Detrás del tronco nudoso, el Tigre del Sumpul prepara su cerbatana, un carrizo largo con el que dispara dardos envenenados. Apunta, y en el momento en que Malinalli pasa frente al árbol, sopla en la cerbatana. Y el joven cayó. El veneno, quizá demasiado viejo, no produjo su efecto inmediato, porque el indio pudo defenderse por algún tiempo sin que la parálisis nerviosa lo imposibilitara. Tras una corta lucha, el Tigre del Sumpul sacó una cuchilla de obsidiana, y bajo la mirada inocente de Metzti, la hundió en el pecho de su víctima. Salió la sangre, manchando el suelo, y con un ademán violento arrancó el tejido de piel de chinchintor que llevaba en el pecho. Y se alejó del lugar. La desaparición de Malinalli, causó mucho pesar en el pueblo. Todos aseguraban que sería vengado por su nahual: una furiosa culebra Masacuat que, según aseguraban algunos, ostentaba la señal de una gran mancha blanca sobre su lomo negro. Pasó el tiempo. El Tigre del Sumpul había huido de tierras pipiles, asustado por los frecuentes encuentros que tenía con una Masacuat larga, con una mancha blanca sobre el lomo negro. Está ahora en el peñón de Cayaguanca. Era de noche. La luna se paseaba sobre la selva silenciosa. De las montañas vecinas venía un aire frío. Por la orilla de una ladera escueta, entre un ralo grupo de árboles, caminaba un hombre con una flecha al hombro. En el tronco de un nudoso tigüilote, la luna dibujaba sobre el suelo la figura como de una rama que se movía. Avanzó el hombre, y al pasar frente al árbol, algo se alargó, enrollándose rápidamente al cuello. Se oyó un grito. Allí, contra el árbol, había un hombre apretado al tronco.

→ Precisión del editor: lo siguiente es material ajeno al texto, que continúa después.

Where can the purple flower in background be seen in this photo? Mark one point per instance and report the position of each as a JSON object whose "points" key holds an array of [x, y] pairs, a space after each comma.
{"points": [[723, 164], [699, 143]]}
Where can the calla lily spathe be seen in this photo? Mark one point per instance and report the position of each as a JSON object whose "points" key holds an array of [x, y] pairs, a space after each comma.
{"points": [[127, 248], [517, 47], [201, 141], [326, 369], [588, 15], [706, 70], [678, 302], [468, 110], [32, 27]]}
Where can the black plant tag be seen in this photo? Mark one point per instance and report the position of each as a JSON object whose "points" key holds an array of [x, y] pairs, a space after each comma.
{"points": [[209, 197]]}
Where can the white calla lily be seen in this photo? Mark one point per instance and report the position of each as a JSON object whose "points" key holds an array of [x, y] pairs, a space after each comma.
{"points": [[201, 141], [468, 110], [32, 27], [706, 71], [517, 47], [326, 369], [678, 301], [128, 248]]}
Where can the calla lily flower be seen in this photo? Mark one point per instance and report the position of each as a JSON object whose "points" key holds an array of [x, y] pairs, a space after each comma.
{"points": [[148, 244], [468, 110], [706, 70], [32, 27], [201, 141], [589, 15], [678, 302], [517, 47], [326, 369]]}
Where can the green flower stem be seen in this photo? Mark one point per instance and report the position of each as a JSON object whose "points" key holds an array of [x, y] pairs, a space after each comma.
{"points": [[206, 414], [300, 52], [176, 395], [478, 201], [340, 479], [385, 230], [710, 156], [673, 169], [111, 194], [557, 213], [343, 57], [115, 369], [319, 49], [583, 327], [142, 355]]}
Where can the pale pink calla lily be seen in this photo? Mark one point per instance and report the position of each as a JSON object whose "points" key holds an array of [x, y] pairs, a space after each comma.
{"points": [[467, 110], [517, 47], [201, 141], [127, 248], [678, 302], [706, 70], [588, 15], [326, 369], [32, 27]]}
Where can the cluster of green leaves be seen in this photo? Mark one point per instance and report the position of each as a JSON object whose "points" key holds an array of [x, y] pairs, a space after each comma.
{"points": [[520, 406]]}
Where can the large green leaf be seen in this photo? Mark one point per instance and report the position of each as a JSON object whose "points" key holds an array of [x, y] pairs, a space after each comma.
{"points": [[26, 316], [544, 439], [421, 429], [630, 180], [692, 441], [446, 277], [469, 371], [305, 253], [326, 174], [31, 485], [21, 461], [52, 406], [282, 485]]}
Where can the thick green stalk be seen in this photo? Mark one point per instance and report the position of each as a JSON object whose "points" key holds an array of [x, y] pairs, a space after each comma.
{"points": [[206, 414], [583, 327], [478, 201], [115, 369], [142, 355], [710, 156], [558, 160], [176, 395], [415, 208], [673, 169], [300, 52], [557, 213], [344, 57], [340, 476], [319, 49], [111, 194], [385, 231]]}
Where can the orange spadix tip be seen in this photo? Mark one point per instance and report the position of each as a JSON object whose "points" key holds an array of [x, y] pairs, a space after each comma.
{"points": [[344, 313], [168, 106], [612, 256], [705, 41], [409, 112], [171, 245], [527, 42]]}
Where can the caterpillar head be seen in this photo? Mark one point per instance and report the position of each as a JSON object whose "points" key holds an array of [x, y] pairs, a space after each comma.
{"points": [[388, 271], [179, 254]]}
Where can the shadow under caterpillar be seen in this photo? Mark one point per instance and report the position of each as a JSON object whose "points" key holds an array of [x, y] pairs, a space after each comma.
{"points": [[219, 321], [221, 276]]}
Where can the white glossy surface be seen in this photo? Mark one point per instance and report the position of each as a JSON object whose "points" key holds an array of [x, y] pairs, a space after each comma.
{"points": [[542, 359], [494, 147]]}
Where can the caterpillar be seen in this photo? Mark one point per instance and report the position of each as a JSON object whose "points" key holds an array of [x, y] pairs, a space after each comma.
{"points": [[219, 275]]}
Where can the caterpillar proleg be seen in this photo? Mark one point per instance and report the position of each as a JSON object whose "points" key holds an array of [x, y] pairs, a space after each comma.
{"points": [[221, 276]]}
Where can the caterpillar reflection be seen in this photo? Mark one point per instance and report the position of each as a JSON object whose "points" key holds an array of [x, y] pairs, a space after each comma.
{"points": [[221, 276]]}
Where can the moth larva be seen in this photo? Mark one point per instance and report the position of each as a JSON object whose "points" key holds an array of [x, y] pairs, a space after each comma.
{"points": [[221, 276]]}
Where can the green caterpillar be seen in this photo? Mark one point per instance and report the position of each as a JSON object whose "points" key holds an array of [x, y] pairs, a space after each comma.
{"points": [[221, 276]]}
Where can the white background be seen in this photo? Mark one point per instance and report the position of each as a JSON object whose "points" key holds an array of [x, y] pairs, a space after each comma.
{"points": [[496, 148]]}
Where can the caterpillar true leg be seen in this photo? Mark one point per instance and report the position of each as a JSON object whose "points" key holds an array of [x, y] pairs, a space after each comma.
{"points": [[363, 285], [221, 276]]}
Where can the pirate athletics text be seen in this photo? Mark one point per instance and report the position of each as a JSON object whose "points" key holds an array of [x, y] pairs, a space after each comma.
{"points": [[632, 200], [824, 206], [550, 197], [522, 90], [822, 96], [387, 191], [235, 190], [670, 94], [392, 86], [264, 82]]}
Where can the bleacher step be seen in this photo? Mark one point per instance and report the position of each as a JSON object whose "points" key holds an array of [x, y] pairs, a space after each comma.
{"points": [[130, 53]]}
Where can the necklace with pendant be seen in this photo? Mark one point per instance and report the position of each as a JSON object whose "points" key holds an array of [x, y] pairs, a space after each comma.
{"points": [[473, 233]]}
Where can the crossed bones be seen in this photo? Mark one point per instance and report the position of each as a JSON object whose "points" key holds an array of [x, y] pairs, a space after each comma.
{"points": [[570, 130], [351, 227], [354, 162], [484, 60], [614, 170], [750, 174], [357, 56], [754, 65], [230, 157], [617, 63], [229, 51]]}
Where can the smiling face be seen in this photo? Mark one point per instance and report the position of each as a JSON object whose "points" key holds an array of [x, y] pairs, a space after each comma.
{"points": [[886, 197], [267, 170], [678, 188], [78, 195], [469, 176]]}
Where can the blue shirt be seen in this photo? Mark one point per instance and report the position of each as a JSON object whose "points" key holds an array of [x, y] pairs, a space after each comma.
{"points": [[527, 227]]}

De pronto quedó libre. Y por la ladera escueta rodó un cadáver. En la frente se le distinguían tres plumas de guara. Rodó, rodó por la ladera escueta, bajo la infantil mirada de la luna. Del tronco se desprendió una culebra. Se deslizó rápidamente por el sendero. Una gran mancha blanca se distinguía sobre su lomo negro.